In 2007, a native of the Philippines sought to adjust his status by having his U.S. Citizen wife file an I-130 immigrant visa petition. In correlation to her filing, he also submitted an I-485 application to adjust his status to lawful permanent resident. Part of this process consists of being interviewed by immigration authorities to show that your marriage is bona fide. In 2009, during her interview, his wife admitted that he had promised to pay her to marry him for immigration purposes. She subsequently withdrew her I-130 immigrant visa petition and his I-485 application to adjust status were denied. He was also notified that any future petitions on his behalf could not be approved based on his deception for the purpose of evading immigration laws.
In 2012, he was served a Notice to Appear by the Department of Homeland Security. He was charged with removability based on overstaying his visa, working without authorization, and fraudulently attempting to adjust his status through a spouse. In May 2013, he appeared before an immigration judge and admitted to all of the factual allegations with the exception of the marriage fraud, which he denied. He was then scheduled for a new hearing of the contested charge of fraud for October of 2013.

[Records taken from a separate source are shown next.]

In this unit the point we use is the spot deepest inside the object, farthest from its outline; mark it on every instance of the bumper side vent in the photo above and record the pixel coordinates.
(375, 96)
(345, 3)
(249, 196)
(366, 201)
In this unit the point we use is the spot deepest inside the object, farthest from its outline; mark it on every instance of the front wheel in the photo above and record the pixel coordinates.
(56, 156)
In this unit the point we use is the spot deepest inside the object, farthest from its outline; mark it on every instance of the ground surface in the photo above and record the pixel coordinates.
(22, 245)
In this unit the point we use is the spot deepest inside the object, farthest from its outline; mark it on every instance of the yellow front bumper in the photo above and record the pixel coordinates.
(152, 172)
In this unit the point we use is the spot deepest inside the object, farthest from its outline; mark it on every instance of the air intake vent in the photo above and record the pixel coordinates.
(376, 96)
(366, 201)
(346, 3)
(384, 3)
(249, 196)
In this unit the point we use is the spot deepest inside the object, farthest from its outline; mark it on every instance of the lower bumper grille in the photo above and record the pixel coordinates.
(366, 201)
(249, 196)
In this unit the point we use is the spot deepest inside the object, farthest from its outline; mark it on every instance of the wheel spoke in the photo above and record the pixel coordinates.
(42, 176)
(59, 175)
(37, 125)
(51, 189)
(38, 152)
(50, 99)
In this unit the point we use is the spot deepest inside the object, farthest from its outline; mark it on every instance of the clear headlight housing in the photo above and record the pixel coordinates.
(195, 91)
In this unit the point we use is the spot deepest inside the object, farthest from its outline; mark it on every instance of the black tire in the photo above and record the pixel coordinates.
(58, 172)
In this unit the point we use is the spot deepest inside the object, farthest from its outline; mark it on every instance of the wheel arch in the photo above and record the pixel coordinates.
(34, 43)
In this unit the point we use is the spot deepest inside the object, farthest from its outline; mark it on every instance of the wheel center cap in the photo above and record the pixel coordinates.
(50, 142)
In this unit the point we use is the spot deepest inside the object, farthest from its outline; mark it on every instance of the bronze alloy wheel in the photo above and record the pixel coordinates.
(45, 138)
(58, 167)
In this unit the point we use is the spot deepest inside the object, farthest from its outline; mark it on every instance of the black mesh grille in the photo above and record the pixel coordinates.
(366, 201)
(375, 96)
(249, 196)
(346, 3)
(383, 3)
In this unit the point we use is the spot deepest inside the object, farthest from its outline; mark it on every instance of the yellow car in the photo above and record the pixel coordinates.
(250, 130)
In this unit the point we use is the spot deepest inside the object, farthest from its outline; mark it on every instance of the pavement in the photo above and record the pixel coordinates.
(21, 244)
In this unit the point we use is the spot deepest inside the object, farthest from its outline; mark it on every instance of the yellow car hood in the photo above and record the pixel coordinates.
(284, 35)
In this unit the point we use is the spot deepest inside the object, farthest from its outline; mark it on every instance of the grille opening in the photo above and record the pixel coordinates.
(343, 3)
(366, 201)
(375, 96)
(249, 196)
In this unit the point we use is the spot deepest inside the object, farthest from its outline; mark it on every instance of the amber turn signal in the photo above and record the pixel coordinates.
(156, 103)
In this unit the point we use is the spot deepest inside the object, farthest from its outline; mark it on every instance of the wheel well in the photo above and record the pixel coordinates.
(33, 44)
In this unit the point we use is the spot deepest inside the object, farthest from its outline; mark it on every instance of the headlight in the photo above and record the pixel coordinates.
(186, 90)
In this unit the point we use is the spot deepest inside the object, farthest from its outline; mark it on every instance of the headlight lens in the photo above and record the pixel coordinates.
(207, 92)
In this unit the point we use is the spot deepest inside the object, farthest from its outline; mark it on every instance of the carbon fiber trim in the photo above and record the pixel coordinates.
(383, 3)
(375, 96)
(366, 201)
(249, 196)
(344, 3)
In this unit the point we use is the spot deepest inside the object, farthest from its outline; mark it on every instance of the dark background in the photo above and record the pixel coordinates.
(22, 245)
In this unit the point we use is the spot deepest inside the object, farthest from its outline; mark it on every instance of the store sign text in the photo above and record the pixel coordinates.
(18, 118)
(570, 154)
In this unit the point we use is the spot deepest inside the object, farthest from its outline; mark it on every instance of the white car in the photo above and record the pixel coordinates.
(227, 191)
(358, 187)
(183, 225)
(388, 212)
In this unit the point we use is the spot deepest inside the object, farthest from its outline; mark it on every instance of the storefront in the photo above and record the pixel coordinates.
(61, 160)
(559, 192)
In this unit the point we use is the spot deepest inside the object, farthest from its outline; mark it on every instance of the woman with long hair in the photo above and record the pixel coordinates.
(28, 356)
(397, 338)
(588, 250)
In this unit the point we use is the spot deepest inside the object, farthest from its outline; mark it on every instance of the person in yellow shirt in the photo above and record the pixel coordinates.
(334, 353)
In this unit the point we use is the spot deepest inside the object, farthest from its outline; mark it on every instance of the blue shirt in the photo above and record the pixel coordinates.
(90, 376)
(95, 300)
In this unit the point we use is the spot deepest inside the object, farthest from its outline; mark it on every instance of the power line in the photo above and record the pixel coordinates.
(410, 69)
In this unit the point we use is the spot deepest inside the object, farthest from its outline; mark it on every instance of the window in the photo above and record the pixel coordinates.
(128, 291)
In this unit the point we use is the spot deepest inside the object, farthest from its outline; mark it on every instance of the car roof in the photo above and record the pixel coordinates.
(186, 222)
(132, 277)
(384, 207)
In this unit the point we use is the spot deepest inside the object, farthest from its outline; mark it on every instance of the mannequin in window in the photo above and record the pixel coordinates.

In the fall of 2013, after retaining new counsel, he asked for a continuance to develop his defense on the fraud charge. Although the continuance was not formally granted, a government shutdown gave him a delay of several months. The case went before a judge in January 2014. During that hearing, the fraud charges were dropped however the judge proceeded on the other uncontested grounds for removability. The judge also denied his request for a continuance to challenge the USCIS findings of fraud. He appealed this decision to the Board of Immigration Appeals (BIA) but was denied. He later sought a petition to have the BIA’s decision reviewed.
On August 31, 2016 the review concluded that the immigration judge did not err in denying his request for a continuance and went further to state that if he had pursued an appeal of the fraud charge before he was in removal proceedings, he may have had a case. It was determined that the alien was not deprived of any due process right.